Always cautious, Ian walked to the wall unit and punched in the system code. “Lara is in the baby’s room, checking on her. She’ll be down in a minute. Why?” He thought about calling Lara, but knew if he woke the baby, he’d pay hell for it later. Life or death, his daughter was teething and for the first time in almost a week, Lara had gotten her down at a reasonable hour.
“I need your help. And hers. I have to locate an arms dealer in Labyrinth’s computer files.”
At one time both men worked for Labyrinth, a black ops division of the government. A year earlier, before Ian had retired after marrying Lara.
Jordan walked to the base of the circular staircase and looked up. “How long does it take to check a baby?”
“Have one yourself and you’ll find out,” Ian commented, drawing a chuckle from the woman.
Regina was mildly attractive in an unusual way. The soft cloud of brown hair, the small figure beneath the oversized coat. Light cardigan and slacks peaked out from the coat—their style shapeless on what he assumed was a petite figure.
Then suddenly, her eyes met his. Big, solemn—almost sleepy—hazel eyes. Ian froze, startled. Bedroom eyes. He let out a long, silent whistle.
Nothing mild about this woman at all, Ian corrected himself. She was beautiful.
“Why not use your own security to access the files?” Ian asked, keeping his gaze on the woman, more for the enjoyment than curiosity. He’d find out who she was soon enough.
She raised one delicate eyebrow. You think so?
Ian laughed, knowing he hadn’t spoken the words out loud.
Beautiful and clever.
“Let’s just say I retired, prematurely,” Jordan said, joining them once again.
“So your security’s been revoked,” Ian commented, breaking eye contact with the woman to question his friend. “By whom? Cain?”
“He and I disagreed about Chris’s death,” Jordan remarked. “That’s part of the reason why I need the files.

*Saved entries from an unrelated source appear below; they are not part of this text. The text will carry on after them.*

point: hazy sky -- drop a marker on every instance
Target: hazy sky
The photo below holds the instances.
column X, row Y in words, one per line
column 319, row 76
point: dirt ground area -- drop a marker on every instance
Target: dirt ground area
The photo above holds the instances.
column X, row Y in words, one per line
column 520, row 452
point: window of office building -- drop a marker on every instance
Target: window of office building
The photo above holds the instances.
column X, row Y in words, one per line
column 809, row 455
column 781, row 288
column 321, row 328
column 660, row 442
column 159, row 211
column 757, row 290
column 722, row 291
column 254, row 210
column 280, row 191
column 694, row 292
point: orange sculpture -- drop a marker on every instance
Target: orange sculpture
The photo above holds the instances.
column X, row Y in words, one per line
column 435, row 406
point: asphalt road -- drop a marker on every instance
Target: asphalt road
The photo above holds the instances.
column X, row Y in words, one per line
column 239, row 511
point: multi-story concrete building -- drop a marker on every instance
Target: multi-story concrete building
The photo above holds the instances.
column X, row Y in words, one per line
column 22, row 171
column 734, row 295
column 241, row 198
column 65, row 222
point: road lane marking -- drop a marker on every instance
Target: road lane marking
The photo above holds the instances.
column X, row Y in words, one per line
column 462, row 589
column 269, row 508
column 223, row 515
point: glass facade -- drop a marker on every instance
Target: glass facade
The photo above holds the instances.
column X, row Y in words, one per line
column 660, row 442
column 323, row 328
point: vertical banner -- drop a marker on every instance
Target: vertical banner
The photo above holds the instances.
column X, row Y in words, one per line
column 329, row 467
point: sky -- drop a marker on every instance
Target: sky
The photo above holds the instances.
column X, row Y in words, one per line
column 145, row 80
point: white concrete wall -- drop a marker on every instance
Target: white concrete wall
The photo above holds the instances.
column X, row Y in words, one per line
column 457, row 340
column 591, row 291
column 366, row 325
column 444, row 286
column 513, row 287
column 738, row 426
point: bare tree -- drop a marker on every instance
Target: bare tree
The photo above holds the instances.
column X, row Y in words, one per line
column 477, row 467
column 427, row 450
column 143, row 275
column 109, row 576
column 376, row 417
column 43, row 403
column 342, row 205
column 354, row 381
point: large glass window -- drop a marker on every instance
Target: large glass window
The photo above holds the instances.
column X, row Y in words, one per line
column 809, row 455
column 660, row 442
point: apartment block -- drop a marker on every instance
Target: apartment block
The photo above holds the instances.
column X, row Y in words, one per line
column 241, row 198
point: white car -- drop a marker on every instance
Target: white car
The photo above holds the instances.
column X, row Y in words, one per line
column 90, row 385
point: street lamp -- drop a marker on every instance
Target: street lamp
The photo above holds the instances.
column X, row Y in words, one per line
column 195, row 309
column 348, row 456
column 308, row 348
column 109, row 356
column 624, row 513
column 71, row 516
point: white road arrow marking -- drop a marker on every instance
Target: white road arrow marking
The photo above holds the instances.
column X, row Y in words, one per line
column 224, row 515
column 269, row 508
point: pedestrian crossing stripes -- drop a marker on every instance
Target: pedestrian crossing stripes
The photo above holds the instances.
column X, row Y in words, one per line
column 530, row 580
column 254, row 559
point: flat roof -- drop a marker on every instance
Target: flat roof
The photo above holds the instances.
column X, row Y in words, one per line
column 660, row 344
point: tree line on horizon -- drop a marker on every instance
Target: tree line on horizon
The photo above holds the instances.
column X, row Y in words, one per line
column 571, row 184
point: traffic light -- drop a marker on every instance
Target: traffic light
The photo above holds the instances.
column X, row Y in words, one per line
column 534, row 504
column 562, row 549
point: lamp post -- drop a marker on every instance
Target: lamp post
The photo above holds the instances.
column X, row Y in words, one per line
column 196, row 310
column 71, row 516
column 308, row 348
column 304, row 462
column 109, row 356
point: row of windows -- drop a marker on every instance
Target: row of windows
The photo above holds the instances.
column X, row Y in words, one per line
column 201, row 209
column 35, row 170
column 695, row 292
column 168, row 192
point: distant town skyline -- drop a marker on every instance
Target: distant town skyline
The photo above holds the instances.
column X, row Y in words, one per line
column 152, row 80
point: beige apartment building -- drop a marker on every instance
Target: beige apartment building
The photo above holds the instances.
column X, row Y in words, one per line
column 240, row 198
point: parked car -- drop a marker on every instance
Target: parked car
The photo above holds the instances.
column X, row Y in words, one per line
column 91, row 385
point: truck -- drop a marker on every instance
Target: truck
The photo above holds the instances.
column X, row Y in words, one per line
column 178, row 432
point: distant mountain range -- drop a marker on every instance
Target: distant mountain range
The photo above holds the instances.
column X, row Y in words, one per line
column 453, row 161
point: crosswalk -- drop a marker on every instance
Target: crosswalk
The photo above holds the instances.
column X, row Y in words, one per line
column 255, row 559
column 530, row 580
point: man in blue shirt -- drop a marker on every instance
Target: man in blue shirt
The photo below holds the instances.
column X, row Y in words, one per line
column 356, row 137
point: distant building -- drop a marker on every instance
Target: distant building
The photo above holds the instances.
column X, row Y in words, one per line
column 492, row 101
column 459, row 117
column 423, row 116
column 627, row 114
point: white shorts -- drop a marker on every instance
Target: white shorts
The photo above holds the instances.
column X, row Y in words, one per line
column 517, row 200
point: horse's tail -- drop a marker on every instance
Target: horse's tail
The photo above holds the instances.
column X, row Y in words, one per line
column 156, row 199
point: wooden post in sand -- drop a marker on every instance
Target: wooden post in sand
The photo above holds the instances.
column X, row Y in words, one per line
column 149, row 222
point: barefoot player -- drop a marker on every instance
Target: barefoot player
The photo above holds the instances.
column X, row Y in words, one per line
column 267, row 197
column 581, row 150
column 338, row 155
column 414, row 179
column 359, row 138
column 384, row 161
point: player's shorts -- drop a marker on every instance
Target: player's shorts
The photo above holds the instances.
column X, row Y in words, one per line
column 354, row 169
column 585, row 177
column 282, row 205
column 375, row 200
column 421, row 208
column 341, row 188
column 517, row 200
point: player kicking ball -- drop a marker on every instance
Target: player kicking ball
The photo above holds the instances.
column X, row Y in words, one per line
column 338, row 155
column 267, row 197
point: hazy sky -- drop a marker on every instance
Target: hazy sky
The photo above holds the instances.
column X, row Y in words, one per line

As an instructor, Lara still has access to the Labyrinth databases, right?”
“Yes,” Ian replied slowly. “Everything except Cain’s personal files.”
“I’ll need her to keep this quiet.”
“From whom?”
“President Mercer.”
“You don’t want your investigation getting back to him,” Ian murmured, understanding. Lara was Jon Mercer’s daughter. “You know she won’t tell him if you ask her not to, Jordan. She loves you like a brother. But knowing what it might possibly do to her relationship with her father, are you willing to put her in that position?”
“I wouldn’t ask her if it wasn’t a life-and-death matter.”
“Does it have anything to do with the fact that you both look and smell like you’ve been to a fire?” Ian asked, rubbing the side of his nose.
“Someone torched Regina’s place today. With her tied up in it.”
“And you are Regina,” Ian stated, his mouth twitching.
“Yes,” she said, inclining her head in a short salute. “Regina Menlow.”
“So what does your attempted murder have to do with Chris Beck?”
“I was his mistress.”
“Bloody hell,” Jordan snapped, exasperated.
“You were?” Ian ignored his friend.
“Not really, but Jordan seems to think so. I figured I’d get it out there first. Doesn’t hurt so much when I say it.”